Despite the initial moderate international success of the Italian song, Dalida's 1973 release sparked numerous covers in various languages, and has since been covered dozens of times. On France 2's 1996 New Year's Eve programme, Alain Delon performed the French version in duet with Céline Dion, as a tribute to Dalida. In 2001, again tributing Dalida, the French cover was remixed by the participants of the first edition of Star Academy France.

Below is a list of versions based on Dalida's release.
- "Amai Sasayaki" (あまい囁き), the Japanese version, was recorded by Akiko Nakamura and actor Toshiyuki Hosokawa in 1973. Japanese jazz pianist Shigeo Sekitō recorded an instrumental electronic version on his 1975 funk album Special Sound Series Vol. 2.
- Two Dutch translations were made in 1973: the first one, "Die woorden, die woorden" ("Those words, those words"), was recorded by Belgian duo Nicole and Hugo, and the second, entitled "Gebabbel" ("Chatter"), with lyrics by author Cees Nooteboom, was performed by Liesbeth List and Ramses Shaffy in the Netherlands. This version was parodied in 1992 by Dutch comedian Paul de Leeuw and female singer Willeke Alberti. Their version was a major hit in The Netherlands, reaching number 2 in the Top 40.
- A Turkish version ("Palavra palavra") was recorded by Turkish singer and actress Ajda Pekkan with voice actor Cüneyt Türel in 1975. In 2010, another version of the song was recorded by Turkish pop and rock singers Göksel and Teoman.
- In 1978, a bilingual version with Mandarin lyrics and Cantonese spoken word, titled "Bie luanlai" (別亂來 (Bié luànlái, Bit6 lyun6 loi4); "Don't Mess Around"), was recorded by Hong Kong singer Amina (former member of The Chopsticks) in duet with Taiwanese lyricist Johnny Yip.
- A Greek version, "Kouventes" (Κουβέντες), was recorded by Marinella and Kostas Spyropoulos on her 1992 album I Marinella Tragouda Megales Kyries.

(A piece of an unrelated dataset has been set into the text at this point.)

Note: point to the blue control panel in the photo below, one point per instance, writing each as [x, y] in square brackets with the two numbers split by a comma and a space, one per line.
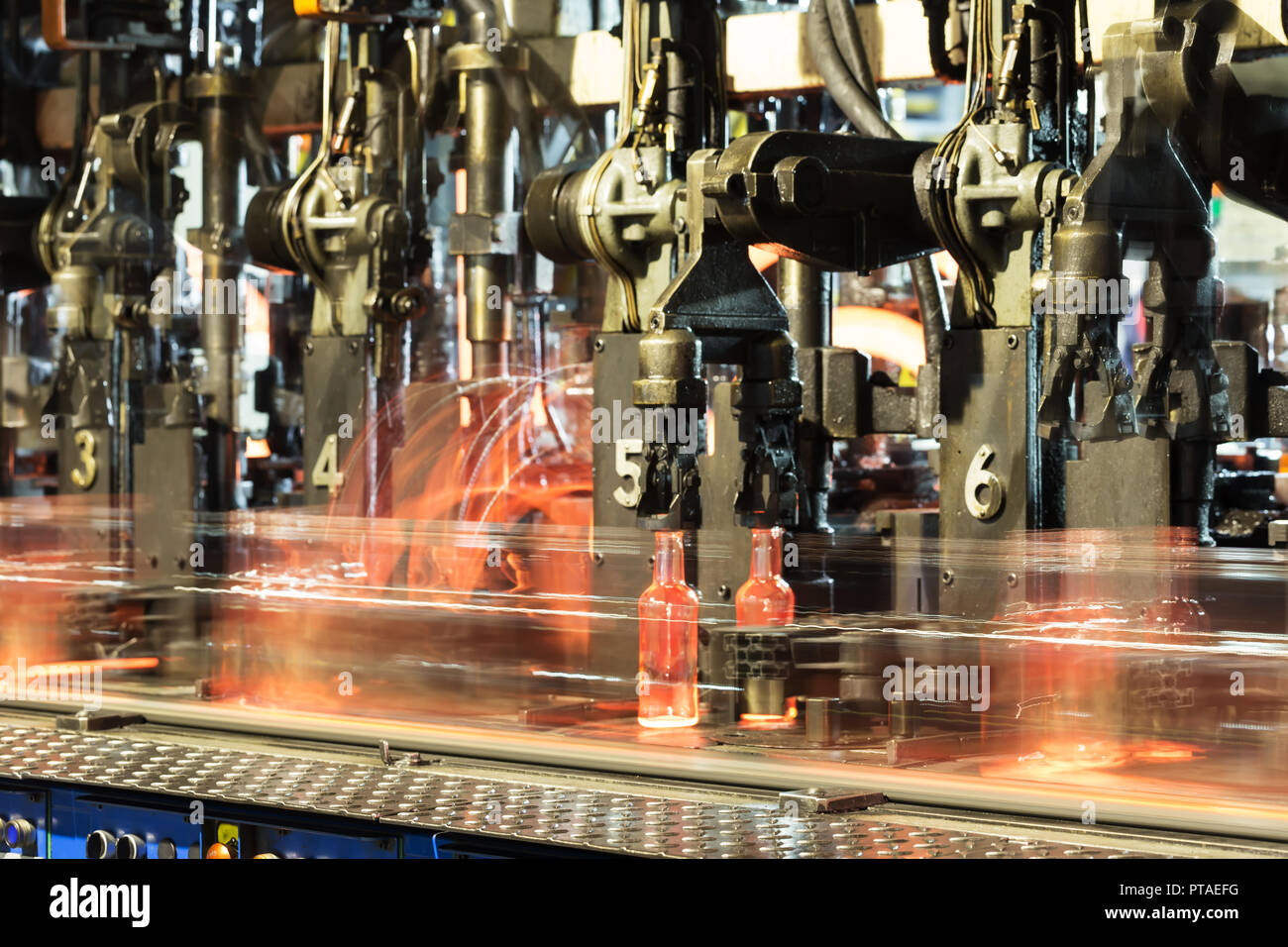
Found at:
[56, 821]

- In 2004, a Vietnamese cover version was released: "Những Lời Mê Hoặc" ("Those Seductive Words") by Minh Tuyết featuring Trần Thái Hòa.
- Amanda Lear performed "Paroles, paroles" with Titoff on TV channel M6. This version was included on her 2005 compilation Paris by Night – Greatest Hits.
- A house remix of the French song, bearing the Italian title "Parole parole", was featured in the 2005 compilation album Disco Tanz by Italian DJ Gigi D'Agostino.
- Zap Mama recorded a cover version with French actor Vincent Cassel on her album ReCreation in 2009.
- Greek-German singer Vicky Leandros recorded a German version, titled "Gerede Gerede" ("Talk Talk") with the actor Ben Becker for her 2010 album Zeitlos (Timeless).
- The 2018 hit song "Dalida" by Algerian rapper Soolking incorporates a sample from the chorus of "Paroles, paroles".
- Azerbaijani singer Flora Karimova recorded the song in Azerbaijani as "Unutma, unutma", with Agil M. Guliyev.
- In 2021, Jarvis Cocker released a cover version on his album Chansons d'Ennui Tip-Top featuring Lætitia Sadier.